Troubleshooting/benchmarking deleting vertex in large graph with libgraph

I’m trying to fix this issue raised for libgraph:

I think the problem is that the current delete vertex code loops over every entry in the collections of total edges, in edges, and out edges for every deletion. I thought that could be improved by looping over the total edges once and simply reducing into the new collections all at the same time. In my simple test of a million vertices each with 999_998 edges I found very minimal if any real difference in the time it takes to run the deletion compared to the current implementation. Can anyone figure out why my intuition about this problem is wrong? Or alternatively why my test is wrong?

current implementation:

  def delete_vertex(
        %__MODULE__{out_edges: oe, in_edges: ie, edges: em, vertex_identifier: vertex_identifier} =
          g,
        v
      ) do
    vs = g.vertices
    ls = g.vertex_labels

    with v_id <- vertex_identifier.(v),
         true <- Map.has_key?(vs, v_id),
         oe <- Map.delete(oe, v_id),
         ie <- Map.delete(ie, v_id),
         vs <- Map.delete(vs, v_id),
         ls <- Map.delete(ls, v_id) do
      oe = for {id, ns} <- oe, do: {id, MapSet.delete(ns, v_id)}, into: %{}
      ie = for {id, ns} <- ie, do: {id, MapSet.delete(ns, v_id)}, into: %{}
      em = for {{id1, id2}, _} = e <- em, v_id != id1 && v_id != id2, do: e, into: %{}
      %__MODULE__{g | vertices: vs, vertex_labels: ls, out_edges: oe, in_edges: ie, edges: em}
    else
      _ -> g
    end
  end

attempt to fix:

  def delete_vertex(
        %__MODULE__{vertices: vs, vertex_labels: ls, out_edges: oe, in_edges: ie, edges: em, vertex_identifier: vertex_identifier} =
          g,
        v
      ) do
   
    with v_id <- vertex_identifier.(v),
         true <- Map.has_key?(vs, v_id),
         oe <- Map.delete(oe, v_id),
         ie <- Map.delete(ie, v_id),
         vs <- Map.delete(vs, v_id),
         ls <- Map.delete(ls, v_id) do
    {em, oe, ie} = 
        em
        |> Enum.reduce({em, oe, ie}, fn 
                                     {{v_id, id2} = k, _}, {e, o, i} -> {Map.delete(e, k), o, Map.update!(i, id2, fn ns -> MapSet.delete(ns, v_id) end)}
                                     {{id1, v_id} = k, _}, {e, o, i} -> {Map.delete(e, k), Map.update!(o, id1, fn ns -> MapSet.delete(ns, v_id) end), i} 
                                      _, acc -> acc 
                       end)

      %__MODULE__{g | vertices: vs, vertex_labels: ls, out_edges: oe, in_edges: ie, edges: em}
    else
      _ -> g
    end
  end

simple test in iex:

g = Graph.new()
vs = 1..1_000_000 |> Enum.to_list()
vs |> Enum.each(fn i -> Graph.add_vertex(g, i) end)
vs |> Enum.zip(Enum.reverse(vs)) |> Enum.each(fn {i,o} -> Graph.add_edge(g, i, o) end)
vs |> Enum.zip(Enum.reverse(vs)) |> Enum.each(fn {i,o} -> Graph.add_edge(g, o, i) end)
:timer.tc(fn -> 1..1_000_000//7 |> Enum.each(fn i -> Graph.delete_vertex(g, i) end) end, :millisecond)
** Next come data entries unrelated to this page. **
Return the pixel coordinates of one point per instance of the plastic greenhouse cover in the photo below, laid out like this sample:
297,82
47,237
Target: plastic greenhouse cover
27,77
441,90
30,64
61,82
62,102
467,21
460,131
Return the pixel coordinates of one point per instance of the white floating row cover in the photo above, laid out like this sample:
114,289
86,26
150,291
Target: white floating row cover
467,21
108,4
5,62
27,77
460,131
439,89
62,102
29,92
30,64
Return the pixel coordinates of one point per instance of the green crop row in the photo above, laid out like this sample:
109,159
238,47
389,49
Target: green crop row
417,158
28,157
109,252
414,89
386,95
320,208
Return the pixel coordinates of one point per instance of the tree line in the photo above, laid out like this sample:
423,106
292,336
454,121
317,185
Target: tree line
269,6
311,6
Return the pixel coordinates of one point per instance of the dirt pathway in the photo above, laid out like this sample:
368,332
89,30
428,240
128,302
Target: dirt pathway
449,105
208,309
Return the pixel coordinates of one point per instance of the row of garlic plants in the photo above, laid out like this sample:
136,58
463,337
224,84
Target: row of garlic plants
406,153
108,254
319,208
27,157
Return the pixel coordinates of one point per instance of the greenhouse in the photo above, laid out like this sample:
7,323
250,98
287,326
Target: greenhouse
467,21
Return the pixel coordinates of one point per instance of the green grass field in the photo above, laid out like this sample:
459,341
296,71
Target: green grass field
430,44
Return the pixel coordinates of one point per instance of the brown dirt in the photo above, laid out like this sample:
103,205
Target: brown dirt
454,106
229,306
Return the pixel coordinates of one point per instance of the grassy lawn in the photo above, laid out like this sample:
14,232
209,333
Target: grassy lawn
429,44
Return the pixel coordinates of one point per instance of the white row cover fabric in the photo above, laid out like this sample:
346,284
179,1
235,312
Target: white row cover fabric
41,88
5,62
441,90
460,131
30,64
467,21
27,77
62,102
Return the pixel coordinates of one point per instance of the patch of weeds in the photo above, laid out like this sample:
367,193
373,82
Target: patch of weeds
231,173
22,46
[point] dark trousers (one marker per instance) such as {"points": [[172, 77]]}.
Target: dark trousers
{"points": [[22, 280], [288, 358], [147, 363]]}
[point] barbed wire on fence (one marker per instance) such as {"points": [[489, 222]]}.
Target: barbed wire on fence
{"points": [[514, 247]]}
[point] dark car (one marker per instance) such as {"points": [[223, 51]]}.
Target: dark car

Test doesn’t seem quite right.

Maybe try something like

g =
  Graph.new()
  |> Graph.add_edges(
    Enum.map(1..1_000_000, fn i-> {i, 1_000_000 - i} end)
  )

:timer.tc(
  fn ->
    g
    |> Graph.delete_vertex(
      1..1_000_000
      |> Enum.random()
    )
  end,
  :millisecond
)

> {976, #Graph<type: directed, num_vertices: 999896, num_edges: 999998>}

Know that in most graphs implementations in general that performance will be affected depending on how many edges and potentially how connected a component is.

Libgraph is just maps and sets (which are maps also) so will perform at Erlang map implementation thresholds and :erlang.phash2/1.

Thanks. Will try that tonight. Actually, I’m not sure that test is going to be the best either. Introducing the Enum.random call during the timed portion could mean the result is unduly influenced by the random algorithm.

I know there’s no improving past a certain limit, but it still seems to me that iterating over 3 maps key by key versus reducing over a single map key by key should be significantly different with a large enough data set.